Mas o que é mais impressionante no processo de escrita é que Agustina quase não fazia alterações ao texto – riscava uma palavra aqui ou ali, mas de resto as frases saíam em catadupa, como se tudo estivesse dentro dela já muito definido quando começava a escrever e a caneta fosse apenas o terminal por onde tudo se plasmava no papel. A propósito dos 90 anos da escritora, o Círculo Literário publicará o fac simile do escrito autógrafo do romance Ternos Guerreiros (1960), uma edição para iniciados agustinianos, mas a própria Agustina faz um pouco de luz sobre a forma como escreve: «tenho um processo de criação que considero desonesto. Escrevo rapidamente.
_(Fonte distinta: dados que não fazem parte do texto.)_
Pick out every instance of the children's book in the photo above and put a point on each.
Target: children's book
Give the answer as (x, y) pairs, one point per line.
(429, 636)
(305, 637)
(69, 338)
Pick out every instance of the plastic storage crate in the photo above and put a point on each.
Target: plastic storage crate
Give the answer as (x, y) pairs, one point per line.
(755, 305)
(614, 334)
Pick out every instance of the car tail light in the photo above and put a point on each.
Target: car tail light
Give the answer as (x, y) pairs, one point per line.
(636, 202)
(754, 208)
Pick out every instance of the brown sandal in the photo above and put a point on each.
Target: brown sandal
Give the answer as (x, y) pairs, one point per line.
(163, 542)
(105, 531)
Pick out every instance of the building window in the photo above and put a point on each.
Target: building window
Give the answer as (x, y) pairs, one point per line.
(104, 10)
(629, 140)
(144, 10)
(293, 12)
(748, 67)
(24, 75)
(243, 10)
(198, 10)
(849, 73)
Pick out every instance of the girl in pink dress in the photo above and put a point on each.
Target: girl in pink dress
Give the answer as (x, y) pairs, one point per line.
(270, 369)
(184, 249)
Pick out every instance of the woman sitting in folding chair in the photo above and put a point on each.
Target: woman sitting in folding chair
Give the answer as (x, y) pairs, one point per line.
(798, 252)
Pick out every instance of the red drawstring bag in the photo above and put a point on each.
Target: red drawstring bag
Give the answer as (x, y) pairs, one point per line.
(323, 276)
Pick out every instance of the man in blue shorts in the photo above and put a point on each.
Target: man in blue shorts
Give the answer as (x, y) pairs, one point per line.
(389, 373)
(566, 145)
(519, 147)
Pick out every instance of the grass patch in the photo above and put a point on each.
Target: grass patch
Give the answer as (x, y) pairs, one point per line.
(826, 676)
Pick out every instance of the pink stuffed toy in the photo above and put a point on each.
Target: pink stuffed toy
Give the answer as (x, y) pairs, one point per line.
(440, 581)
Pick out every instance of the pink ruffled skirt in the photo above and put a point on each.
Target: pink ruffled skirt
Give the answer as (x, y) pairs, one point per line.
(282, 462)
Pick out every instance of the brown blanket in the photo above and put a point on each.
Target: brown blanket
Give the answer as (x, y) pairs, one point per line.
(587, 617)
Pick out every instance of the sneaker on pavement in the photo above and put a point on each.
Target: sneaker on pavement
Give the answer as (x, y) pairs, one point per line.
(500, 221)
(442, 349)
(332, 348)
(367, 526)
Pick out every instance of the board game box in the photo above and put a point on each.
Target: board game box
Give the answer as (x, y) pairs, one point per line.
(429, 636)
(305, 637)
Não faço resumos, quase não tiro nada, a não ser durante as provas em que pode haver uma ligeira emenda. Mas de modo geral, escrevo rapidamente e com um texto muito perfeito, digamos assim.»
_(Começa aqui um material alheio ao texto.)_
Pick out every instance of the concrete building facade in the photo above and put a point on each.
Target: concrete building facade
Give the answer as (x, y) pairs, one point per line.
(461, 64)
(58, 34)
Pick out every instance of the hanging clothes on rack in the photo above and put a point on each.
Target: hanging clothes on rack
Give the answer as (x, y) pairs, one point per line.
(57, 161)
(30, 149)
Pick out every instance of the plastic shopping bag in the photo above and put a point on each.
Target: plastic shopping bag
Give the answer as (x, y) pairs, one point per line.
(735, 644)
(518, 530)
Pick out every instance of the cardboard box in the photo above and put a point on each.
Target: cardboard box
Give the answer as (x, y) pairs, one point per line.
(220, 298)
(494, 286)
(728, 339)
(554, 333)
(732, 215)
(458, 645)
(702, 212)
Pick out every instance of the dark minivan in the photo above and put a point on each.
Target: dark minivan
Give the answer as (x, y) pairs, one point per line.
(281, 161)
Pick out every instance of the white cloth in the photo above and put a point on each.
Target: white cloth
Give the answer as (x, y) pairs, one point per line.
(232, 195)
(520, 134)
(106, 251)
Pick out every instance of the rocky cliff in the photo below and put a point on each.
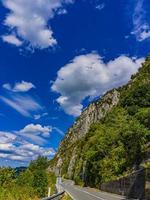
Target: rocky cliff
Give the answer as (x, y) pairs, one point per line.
(125, 105)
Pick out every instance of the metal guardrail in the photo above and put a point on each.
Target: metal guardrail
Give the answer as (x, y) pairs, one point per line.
(54, 196)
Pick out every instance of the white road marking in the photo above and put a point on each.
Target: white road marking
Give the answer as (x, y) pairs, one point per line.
(90, 194)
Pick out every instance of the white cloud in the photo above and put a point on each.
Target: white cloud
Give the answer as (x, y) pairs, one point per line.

Provavelmente deveria ser feito um estudo psicológico a partir dos seus manuscritos, porque o significado dessa realização dirá alguma coisa sobre o que é a inspiração, o que será o talento, o que desperta o génio. Porque Agustina é genial nos enredos que constrói, nas personagens que desenha, como é profundíssima na observação e no pensamento sobre tantas facetas da vida.

O editor

A Guimarães Editores foi sempre a editora de Agustina, por uma ligação quase umbilical, e não deixou de o ser mesmo quando passou para as mãos da Babel, de Paulo Teixeira Pinto. «Boa parte da obra está esgotada», diz Alberto Luís, mas a editora está a corrigir isso: a obra completa de Agustina será publicada, nomeadamente uma novela inédita, Cividade, que o novo Círculo Literário Agustina Bessa-Luís pretendia publicar, caso o editor não o fizesse. «Este livro tem muito das memórias de infância da Maria Agustina», diz Alberto Luís. Cividade era um povoado castrejo da Idade Romana situado em Bagunte – Vila do Conde – vizinho da Quinta de Cavaleiros onde Agustina viveu durante a sua infância.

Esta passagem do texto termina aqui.